In mid-October an official from a major consultancy firm appeared at a tax office holding a sizable dossier. It contained the details of 200 foreign taxpayers with large properties seeking to become Greek taxpayers and take advantage of the special “non dom” status. Most of them were people of Greek origin who had been living abroad for years, or second-generation Greeks.
The initial surprise of authorities was succeeded by the certainty that the plan to gradually transform the country into a post-Brexit hub for wealthy entrepreneurs and corporation from the City of London has good chances of being a success.

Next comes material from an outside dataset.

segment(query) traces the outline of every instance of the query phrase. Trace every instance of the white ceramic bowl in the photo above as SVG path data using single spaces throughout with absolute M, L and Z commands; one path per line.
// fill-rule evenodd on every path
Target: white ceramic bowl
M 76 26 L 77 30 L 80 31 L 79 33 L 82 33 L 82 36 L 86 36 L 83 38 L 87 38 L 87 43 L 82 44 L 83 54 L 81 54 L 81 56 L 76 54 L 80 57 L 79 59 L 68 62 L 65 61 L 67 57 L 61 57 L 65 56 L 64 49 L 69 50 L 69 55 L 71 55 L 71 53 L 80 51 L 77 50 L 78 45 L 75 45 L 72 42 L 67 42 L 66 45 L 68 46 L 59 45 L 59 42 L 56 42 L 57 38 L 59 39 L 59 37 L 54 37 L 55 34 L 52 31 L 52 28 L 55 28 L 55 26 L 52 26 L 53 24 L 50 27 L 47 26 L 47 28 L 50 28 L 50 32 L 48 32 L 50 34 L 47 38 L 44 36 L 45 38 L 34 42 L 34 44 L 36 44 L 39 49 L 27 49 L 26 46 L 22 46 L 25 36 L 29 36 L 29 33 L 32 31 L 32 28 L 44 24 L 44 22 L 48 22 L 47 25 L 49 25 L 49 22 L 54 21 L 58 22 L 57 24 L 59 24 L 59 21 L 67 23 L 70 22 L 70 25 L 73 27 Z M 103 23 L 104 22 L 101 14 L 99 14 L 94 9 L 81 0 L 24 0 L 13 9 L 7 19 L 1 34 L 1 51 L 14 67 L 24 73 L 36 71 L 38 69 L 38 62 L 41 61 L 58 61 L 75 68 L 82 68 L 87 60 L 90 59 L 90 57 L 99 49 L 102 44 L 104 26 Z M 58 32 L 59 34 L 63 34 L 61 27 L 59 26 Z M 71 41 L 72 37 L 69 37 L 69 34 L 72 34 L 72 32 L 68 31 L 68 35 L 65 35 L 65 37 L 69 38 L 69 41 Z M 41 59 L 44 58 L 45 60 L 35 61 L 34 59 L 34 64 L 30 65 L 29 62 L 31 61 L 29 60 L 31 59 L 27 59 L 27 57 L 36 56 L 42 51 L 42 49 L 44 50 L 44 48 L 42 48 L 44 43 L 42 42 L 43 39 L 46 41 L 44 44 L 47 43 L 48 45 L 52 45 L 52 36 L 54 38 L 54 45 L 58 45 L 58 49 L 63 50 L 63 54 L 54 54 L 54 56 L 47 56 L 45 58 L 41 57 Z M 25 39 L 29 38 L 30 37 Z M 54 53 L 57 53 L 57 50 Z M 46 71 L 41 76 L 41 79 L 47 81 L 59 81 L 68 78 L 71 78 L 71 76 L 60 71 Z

The same official also submitted a list of concerns that would have to be addressed before his clients could decide to transfer their tax domicile to Greece. For instance, the law stipulates that for a foreigner to become a Greek tax resident – and face a small flat tax rate – he or she would have to carry out an investment of at least 500,000 euros within three years. In the case of bond or stock purchases, however, it is unknown how long the foreigner has to hold them for.
Strong interest on the one hand and the gray areas in the law on the other, have led the government to expands the scope of the scheme by providing more incentives for more categories of foreigners seeking to move their tax residence.
Multinational businesses and auditing firms that are active in Greece have been surprised by the interest being expressed and are focusing a large part of their activities on non dom. In fact, one major auditing company has already carried out procedures for 15 foreigners who are now tax residents in Greece.
One of its clients, an Indian citizen, is in the billionaire category as his fortune tops €4-5 billion. He obtained a Greek tax registration number (AFM) a few days ago and by end-December must pay the state tax worth €100,000, as foreseen by the law. The Indian billionaire has reportedly spent long periods of time in Greece recently, impressed by the country’s natural attractions and climate.
Another noteworthy development is that most applicants have been European nationals, against expectations for Chinese and Russians.